Cette décision est à mettre en relation avec un arrêt du 5 décembre 2019, au titre duquel la 3ème chambre civile a considéré que l’appréciation de l’impropriété à destination d’un local en sous-sol, qualifié de cave dans le permis de construire puis réaménagé par le vendeur comme un « débarras » s’effectuait « par référence à sa destination découlant de son affectation, telle qu’elle résulte de la nature des lieux ou de la convention des parties » (Cass.

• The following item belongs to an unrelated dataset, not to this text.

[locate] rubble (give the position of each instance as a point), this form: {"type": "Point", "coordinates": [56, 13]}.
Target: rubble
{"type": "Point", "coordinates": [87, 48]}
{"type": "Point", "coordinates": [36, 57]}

Civ. 3ème 5 décembre 2019, n°18-23.379).

 

A la différence de l’arrêt du 14 mai 2020, la Cour de cassation dans son arrêt du 5 décembre 2019 mettait en avant un changement de destination opéré par le vendeur dans le contrat de vente et mentionnait explicitement l’’affectation réelle de la cave pour caractériser l’impropriété à destination.

 

Dans l’arrêt du 14 mai 2020, la notion d’impropriété à destination semble au contraire avoir été appréciée indépendamment du changement de destination de la cave en pièce d’habitation.

 

Ces deux arrêts doivent être distingués en ce que dans celui du 5 décembre 2019, le changement de destination avait précédé la vente de sorte qu’il était parfaitement opposable au vendeur, tandis que dans celui du 14 mai 2020, c’est de sa propre initiative et après la vente que l’acquéreur avait réaménagé sa cave.

 

L’on peut donc expliquer que dans le premier cas, la Cour de cassation ait tenu compte du changement de destination dans la caractérisation de l’impropriété à destination, à l’inverse du second cas dans lequel le changement de destination était postérieur à la vente, de sorte qu’il était inopposable au vendeur. Il convient de rappeler que la gravité des désordres comme la caractérisation de l’impropriété à destination relève de l’appréciation des juges du fond (CE, 21 avr. 2000, n° 190598 ; Cass. Civ, 3ème 31 mars 1999, n° 97-15. 653 ; Cass. Civ, 3ème 25 sept. 2013, n° 12-17.267).

 

Ainsi, dans cet arrêt du 14 mai 2020, la Cour de cassation semble admettre qu’une impropriété à destination puisse être caractérisée dès lors qu’une cave est inondée, et ce, quelle que soit sa destination réelle.